Юрий Мамлеев
Маленький злобный вонючка С нездешне-больными глазами Бредит, как тихая сучка, Томными голосами.
В слезных извивах улиц Точно прощения просит, Нежных страданий кули, Молитвы прохожим возносит.
А ночью, придя в свой угол, Пустое и гнойное логово, Крыс очумевших пугало, Сосет свою нежную ногу.
Хохотушкин, нелепый и жуткий, Бродит гнойно по черным углам. Одинокие окна-ублюдки Отдаются угрюмым мечтам.
Прошуршит, поцелует перила. Обольется астральной слезой. Скажет: Где-то в пространстве завыло, Где-то пахнет поганой судьбой.
Подойдя к пусто-черному баку, Смачно влезет в него с головой. Его хохот, подъятый на страхе, Собеседует сам с собой.
Не молись на меня, моя детка. Просто я — неживой идиот. Запереть меня надобно в клетке И показывать бесам вперед.

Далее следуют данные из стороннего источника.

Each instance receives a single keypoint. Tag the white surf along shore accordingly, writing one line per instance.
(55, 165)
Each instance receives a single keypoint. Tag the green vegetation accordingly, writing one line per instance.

Я не плачу, не сплю, и не спорю. Обнажу-ка свой трупный живот. И увижу, приехав на море, Своей собственной рожи восход.
За стеной умирает сосед. Бесконечно кричит: У-у-у! Доедаю я сытный обед И плюю в голубую стену.
Только слышу я вой: У-у-у! Не сбежать мне теперь от него. Лучше я превращусь в кенгуру И надену пиджак с рукавом.
Непонятно теперь: У-у-у! Я попрыгаю вкруг абажура. В голубую стену постучу И появится смрадная Дура.
Не умру... Перед Господом-Богом Я клянуся... Кругом чудеса... Надо мною, над дурой убогой, Что ни вечер поют голоса.
Пропоет и пропляшет, родимый, Дождик теплый меня окропит. Вот он тихий выходит, без имени, И со мной о душе говорит.
Помолюсь за врагов и за лишних. Даже чорту хочу благодать. Как блаженно бездомной и нищей Будет мне у пенька умирать.
Ветер в поле меня не развеет. Дух мой Богом пронизан до дна. Надо мною, над дурой убогой, Каждый вечер поют голоса.